Step Forward contest: irony is no excuse

By Matt Won

Given all the diversity hanging on the lamp posts during the Step Forward fundraiser this semester, I felt empowered by Macalester’s own student video award winner to, you know, step forward myself. So I think it’s only fair that I break you off with a little Mystery Minority Theater 2008 for “A Macalester Madrigal.”The winning video, by Matthew Ecklund ’09, proceeds to show, mostly through a sequence of drawn slides, “The Macalester College story”-“your” story. Hope you recognize yourself in it.

As I recovered from the Caucasian skin grafts, I had a gander at Macalester’s student body and was profoundly unsurprised to find it indistinguishable “diversity”-wise from Bob Jones University.

I’ll spare the gory details, but my story here is that of a white man, one who goes through Macalester happily, without a care, graduates, becomes some sort of empty suit, and then after a crisis of conscience spurred by allegiance to the alma mater apparently joins the Red Cross to go help the “needy.”

If you’re non-male or a person of color, you might wonder where you fit in this oh-so-Macalester narrative. If you’re a woman or, God forbid, some sort of transperson, well, you’re either passing as a man or, in two frames, as a “cool upperclassman” with bright red lipstick.

If you’re not white, the situation is a little uglier. You’re in a few frames, never with a face, as one or more of the “needy.”

When enjoined to “improve this world we share,” our white hero, like his colonial forefathers, takes the globe in his hands (rather than looking at the indigenous genocide and institutional racism he’s implicated in in his own backyard) and then walks “barefoot ‘mongst the needy” ( la Jesus Christ among dark-skinned people?).

Confused about global citizenship? This video’s got the answers. A jump cut takes us from an undergrad “me” reading a pamphlet entitled “global citizen” to being in a Red Cross outfit helping hurricane victims, with a sea of dark-skinned hands reaching up at my white self for salvation.

OK. Vomit break.

Done? Great. So let’s get into some interpretation here.

Of course! I forgot. The video was ironic! It was a spoof of how white and male Macalester’s focus and leadership is. Don’t you get that it’s a “madrigal,” that it’s supposed to be, like, totally absurd?

Well, friend, irony’s no OrbitT for my bile.

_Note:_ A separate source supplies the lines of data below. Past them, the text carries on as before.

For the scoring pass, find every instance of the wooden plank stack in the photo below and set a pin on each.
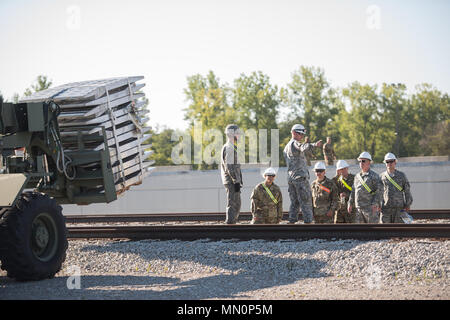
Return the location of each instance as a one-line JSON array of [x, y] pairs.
[[115, 105]]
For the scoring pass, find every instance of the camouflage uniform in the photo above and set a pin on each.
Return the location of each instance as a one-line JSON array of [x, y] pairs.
[[342, 215], [231, 176], [328, 154], [298, 180], [363, 200], [264, 209], [395, 200], [325, 198]]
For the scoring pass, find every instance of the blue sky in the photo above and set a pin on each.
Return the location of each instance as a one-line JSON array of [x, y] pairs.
[[166, 41]]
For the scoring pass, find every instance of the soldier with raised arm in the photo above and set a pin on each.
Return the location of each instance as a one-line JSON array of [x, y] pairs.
[[298, 174]]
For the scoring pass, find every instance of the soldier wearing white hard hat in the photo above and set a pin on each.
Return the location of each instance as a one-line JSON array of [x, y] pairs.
[[324, 195], [298, 174], [344, 182], [267, 200], [367, 191], [397, 197], [231, 174]]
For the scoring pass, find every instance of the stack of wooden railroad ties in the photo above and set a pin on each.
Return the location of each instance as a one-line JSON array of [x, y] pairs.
[[115, 107]]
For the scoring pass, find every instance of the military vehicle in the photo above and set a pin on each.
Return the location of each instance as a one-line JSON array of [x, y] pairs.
[[79, 143]]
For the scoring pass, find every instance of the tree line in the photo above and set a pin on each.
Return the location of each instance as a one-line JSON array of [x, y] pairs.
[[359, 117]]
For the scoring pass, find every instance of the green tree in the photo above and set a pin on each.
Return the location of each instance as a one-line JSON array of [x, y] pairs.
[[361, 126], [42, 83], [312, 101], [393, 119], [257, 101], [209, 108]]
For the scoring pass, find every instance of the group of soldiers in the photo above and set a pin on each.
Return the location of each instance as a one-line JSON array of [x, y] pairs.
[[346, 198]]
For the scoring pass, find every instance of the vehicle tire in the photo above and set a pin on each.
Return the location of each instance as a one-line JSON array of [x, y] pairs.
[[33, 238]]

Here we see the mainstream Macalester perspective in all its ignominy, all the exclusions of that presumed “we” and what that “we” looks like: white, American, middle class. The video comes from the same place American history tends to. The real story is the white man’s story and the rest of us are just supporting actors. Thanks for the bit part, white man.

I know falling into all this whitey talk is unseemly, but I’m really just being forced to stoop to the college’s level here.

The video exemplifies the master Macalester narrative, and how we understand ourselves. We’re privileged white people who project our guilt abroad to avoid thinking about our guilt at home. We adopt the “missionary position,” of the white man’s burden, to quote one great Macalester professor.

The video, through a comedic and an overtly constructed nature as opposed to photorealism, can claim the refuge of irony, the new home of oppression in America.

Apparently, the version that I saw online was cleaned up in light of similar criticisms. I shudder to think what the original must have been like. Lipstick on a minstrel is still blackface, ladies and gentlemen. We’ve got a white protagonist, and the only non-white people are still reduced to dark-skinned and needy hands to whom this video neglects to even give a face.

If I were a Macalester representative, I would be ashamed and disgusted to show this video to potential donors or prospective students. It is insulting, smug and the clear product of privilege. And maybe that is Macalester’s brand, but it seems like a poor sell.

I say this in our college’s interest: please don’t take this video on the road. Or at the very least, have the courtesy to make vomit bags available.